Lack of access to healthcare leads to poorer quality of life, worse medical outcomes and unnecessary pain and suffering associated with inconsistent or unaffordable care. How did access to healthcare in the US become so difficult and expensive?
Minorities and less fortunate families face several barriers to healthcare access that cross geographic, financial and cultural lines. Understanding how the system is broken is a step toward improving access to care.
Why is Access to Healthcare Important?
Quality healthcare prevents disease, reduces the severity of illnesses, and reduces the risk of mortality by supporting life-long wellness. In 2019, more than 29 million Americans lacked any kind of health insurance, severely limiting access to preventative and emergency care.
Primary Barriers to Healthcare
Households with a full-time, year-round wage earner usually have some access to employee-sponsored healthcare. These families typically make more than 200% than the federally mandated poverty level. This leads to a generally accepted truism that doesn’t reflect the 82% of uninsured Americans who live with at least one full-time worker.
The myth of the unemployed person lacking healthcare isn’t accurate. Eight out of ten Americans without healthcare live with a full-time wage earner and six out of ten uninsured Americans are their households’ primary earners.
Why don’t Americans have healthcare? The answer lies in three main societal factors.
Healthcare is Too Expensive
The average premium family coverage in the US is $22,221 per year. That cost alone is just $190 more than the 2022 Federal Poverty Level for a family of three. The US spent more than $4.1 trillion on healthcare in 2020, three times most other developed countries. Insurance costs are increasing due to an aging population, increasing prices for healthcare services, and reduced coverage by insurance companies.
Despite spending an average of $12,500 per person per year, the US doesn’t have substantially better medical outcomes. The US lags behind other developed countries in infant mortality rate, diabetes cases, obesity and average life expectancy.
Healthcare Staffing Problems
In the next decade, the US is expected to be more than 124,000 doctors short of its population’s needs. That shortage extends to highly qualified technicians, nurses and administrative staff. Staffing problems will lower institutional capacity, lower the quality of care and lead to higher prices for many healthcare services. Many experts believe technology, specifically telehealth, will play a vital role in increasing healthcare provider capacity.
Transportation Barriers
American workers who lack transportation to access healthcare or cannot seek out treatment for fear of employer reprisal are serious concerns for medical experts.

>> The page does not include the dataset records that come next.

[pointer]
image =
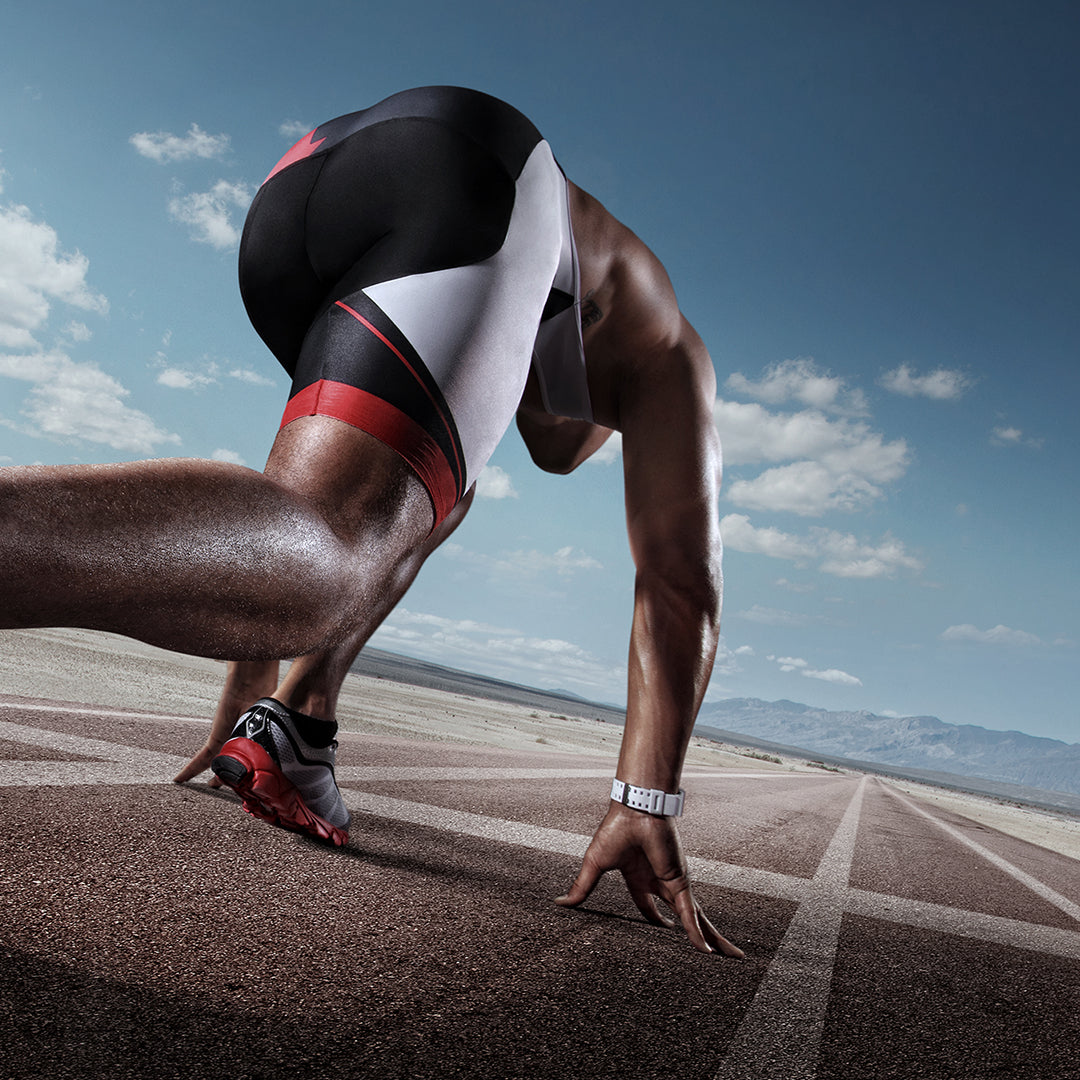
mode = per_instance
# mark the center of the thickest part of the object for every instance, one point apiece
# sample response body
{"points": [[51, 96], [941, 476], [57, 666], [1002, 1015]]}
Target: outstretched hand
{"points": [[646, 850], [244, 685]]}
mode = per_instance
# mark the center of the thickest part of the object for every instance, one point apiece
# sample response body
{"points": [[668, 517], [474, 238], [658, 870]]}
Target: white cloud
{"points": [[996, 635], [34, 271], [941, 385], [1003, 435], [253, 378], [495, 483], [294, 129], [524, 564], [835, 464], [66, 400], [839, 554], [834, 675], [775, 617], [210, 214], [799, 380], [78, 401], [164, 147], [176, 378], [501, 652]]}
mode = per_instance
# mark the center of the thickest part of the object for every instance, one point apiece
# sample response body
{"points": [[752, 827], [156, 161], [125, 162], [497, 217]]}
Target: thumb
{"points": [[583, 885]]}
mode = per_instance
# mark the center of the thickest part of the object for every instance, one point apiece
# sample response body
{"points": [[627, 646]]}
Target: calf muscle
{"points": [[197, 556]]}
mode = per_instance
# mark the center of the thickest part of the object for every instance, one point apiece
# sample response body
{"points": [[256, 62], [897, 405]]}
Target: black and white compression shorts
{"points": [[399, 262]]}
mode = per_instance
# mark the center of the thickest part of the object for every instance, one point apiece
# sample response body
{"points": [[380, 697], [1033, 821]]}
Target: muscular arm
{"points": [[672, 467], [653, 380]]}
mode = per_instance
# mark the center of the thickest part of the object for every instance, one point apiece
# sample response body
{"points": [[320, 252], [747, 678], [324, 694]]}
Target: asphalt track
{"points": [[153, 930]]}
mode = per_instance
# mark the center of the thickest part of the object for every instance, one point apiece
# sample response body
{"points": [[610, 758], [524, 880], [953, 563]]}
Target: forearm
{"points": [[672, 648]]}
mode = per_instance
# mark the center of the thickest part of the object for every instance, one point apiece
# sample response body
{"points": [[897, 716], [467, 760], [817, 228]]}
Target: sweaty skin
{"points": [[308, 557]]}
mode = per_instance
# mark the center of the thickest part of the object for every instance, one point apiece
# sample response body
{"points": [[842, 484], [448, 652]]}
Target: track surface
{"points": [[150, 930]]}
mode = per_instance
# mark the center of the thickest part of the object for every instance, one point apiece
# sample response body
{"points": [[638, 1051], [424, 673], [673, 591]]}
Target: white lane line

While telemedicine may serve to reduce the impact transportation has on medical care, more should be done to increase public transit options and introduce legislation that protects workers from consequences if they need time off for medical care.
Language and Bias
Intentional and unintentional bias impacts healthcare access and reduces the trust patients need to have in their healthcare providers. One 2022 study found that biases and stigma based on race, sex, gender, immigration status and sexual orientation all play a role in accessing care or returning for additional care for patients who feel discrimination.

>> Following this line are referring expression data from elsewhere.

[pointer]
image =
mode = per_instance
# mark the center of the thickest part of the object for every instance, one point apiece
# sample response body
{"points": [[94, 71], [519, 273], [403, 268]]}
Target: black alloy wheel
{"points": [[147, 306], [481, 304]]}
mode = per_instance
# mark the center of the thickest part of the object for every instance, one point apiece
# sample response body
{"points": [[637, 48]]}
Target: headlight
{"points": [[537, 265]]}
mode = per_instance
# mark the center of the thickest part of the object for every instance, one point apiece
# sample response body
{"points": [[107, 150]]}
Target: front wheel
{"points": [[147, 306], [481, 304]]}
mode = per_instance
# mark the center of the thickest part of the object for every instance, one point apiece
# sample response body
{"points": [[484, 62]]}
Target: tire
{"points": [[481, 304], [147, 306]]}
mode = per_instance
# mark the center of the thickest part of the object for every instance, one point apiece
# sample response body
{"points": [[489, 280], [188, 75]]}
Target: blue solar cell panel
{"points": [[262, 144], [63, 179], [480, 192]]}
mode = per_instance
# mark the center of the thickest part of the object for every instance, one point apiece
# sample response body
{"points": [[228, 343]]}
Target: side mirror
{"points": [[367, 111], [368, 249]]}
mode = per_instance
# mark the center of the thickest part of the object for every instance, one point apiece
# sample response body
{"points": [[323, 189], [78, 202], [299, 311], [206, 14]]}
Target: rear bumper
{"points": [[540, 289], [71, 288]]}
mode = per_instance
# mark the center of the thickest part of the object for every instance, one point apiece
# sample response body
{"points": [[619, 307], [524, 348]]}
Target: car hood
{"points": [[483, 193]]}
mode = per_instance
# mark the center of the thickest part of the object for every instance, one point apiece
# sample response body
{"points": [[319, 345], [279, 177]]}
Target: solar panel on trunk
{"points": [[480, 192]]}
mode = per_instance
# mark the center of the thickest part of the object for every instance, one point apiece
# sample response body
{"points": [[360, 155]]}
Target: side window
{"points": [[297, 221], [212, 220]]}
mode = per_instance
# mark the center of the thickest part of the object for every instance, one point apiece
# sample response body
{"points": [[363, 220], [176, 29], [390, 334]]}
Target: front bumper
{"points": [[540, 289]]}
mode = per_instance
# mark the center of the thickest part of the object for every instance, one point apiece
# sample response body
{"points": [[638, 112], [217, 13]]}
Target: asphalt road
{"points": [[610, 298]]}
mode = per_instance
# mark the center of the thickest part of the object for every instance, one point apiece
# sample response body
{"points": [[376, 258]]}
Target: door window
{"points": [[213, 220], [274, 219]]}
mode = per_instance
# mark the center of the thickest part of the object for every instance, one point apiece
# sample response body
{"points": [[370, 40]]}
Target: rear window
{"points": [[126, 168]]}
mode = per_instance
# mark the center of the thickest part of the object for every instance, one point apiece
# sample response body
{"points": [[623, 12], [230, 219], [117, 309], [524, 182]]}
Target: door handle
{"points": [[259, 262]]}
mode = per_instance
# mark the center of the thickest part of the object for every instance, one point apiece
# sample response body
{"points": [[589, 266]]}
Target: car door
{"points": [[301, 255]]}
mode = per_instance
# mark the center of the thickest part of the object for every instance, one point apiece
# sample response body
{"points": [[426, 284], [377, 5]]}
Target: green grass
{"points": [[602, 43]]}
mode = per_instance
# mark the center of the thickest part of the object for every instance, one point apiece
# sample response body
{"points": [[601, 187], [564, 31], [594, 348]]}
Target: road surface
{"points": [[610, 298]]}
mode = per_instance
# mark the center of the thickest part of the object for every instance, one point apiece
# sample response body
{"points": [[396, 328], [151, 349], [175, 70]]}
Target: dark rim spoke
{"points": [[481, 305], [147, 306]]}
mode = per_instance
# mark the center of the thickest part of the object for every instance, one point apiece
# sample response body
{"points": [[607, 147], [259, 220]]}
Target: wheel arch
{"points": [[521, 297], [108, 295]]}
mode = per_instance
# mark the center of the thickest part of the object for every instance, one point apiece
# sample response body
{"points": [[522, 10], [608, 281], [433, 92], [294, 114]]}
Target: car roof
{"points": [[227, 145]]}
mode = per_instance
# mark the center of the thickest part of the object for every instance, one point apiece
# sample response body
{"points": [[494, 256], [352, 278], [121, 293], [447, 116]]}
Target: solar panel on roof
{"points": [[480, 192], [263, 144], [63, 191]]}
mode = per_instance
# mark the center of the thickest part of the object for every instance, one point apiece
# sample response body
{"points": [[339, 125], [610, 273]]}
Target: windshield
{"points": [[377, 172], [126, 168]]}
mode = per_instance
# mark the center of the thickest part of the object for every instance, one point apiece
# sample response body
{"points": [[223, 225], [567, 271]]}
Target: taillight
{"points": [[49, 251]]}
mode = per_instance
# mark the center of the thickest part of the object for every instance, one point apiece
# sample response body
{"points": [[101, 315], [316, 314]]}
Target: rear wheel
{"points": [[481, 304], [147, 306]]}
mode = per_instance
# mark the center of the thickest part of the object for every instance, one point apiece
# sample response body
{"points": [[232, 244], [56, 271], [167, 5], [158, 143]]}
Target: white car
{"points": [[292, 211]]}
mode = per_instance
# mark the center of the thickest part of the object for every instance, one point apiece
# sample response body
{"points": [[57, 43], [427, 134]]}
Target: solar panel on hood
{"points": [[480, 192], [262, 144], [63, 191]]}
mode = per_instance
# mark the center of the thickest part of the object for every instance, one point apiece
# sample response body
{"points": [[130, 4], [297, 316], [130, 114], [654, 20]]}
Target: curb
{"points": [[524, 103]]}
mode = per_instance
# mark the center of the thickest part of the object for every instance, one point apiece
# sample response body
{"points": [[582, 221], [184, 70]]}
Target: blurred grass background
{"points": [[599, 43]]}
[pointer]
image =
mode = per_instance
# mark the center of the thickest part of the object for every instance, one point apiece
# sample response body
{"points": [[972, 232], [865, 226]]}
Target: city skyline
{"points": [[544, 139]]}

Additionally, language reduces the ability to demand, receive and follow medical care and recommendations. Roughly 1 in 5 American households speak a language other than English and the number of non-English speakers is expected to increase.
The Price We Pay
A Deloitte report estimates that Americans will pay an additional $1 trillion annually related to healthcare barriers by 2040. These forecasted costs are associated with high-cost diseases ranging from cancer to diabetes to heart disease. We’re already paying the financial – and human – cost of more healthcare disparities resulting from financial, geographic and cultural inequalities.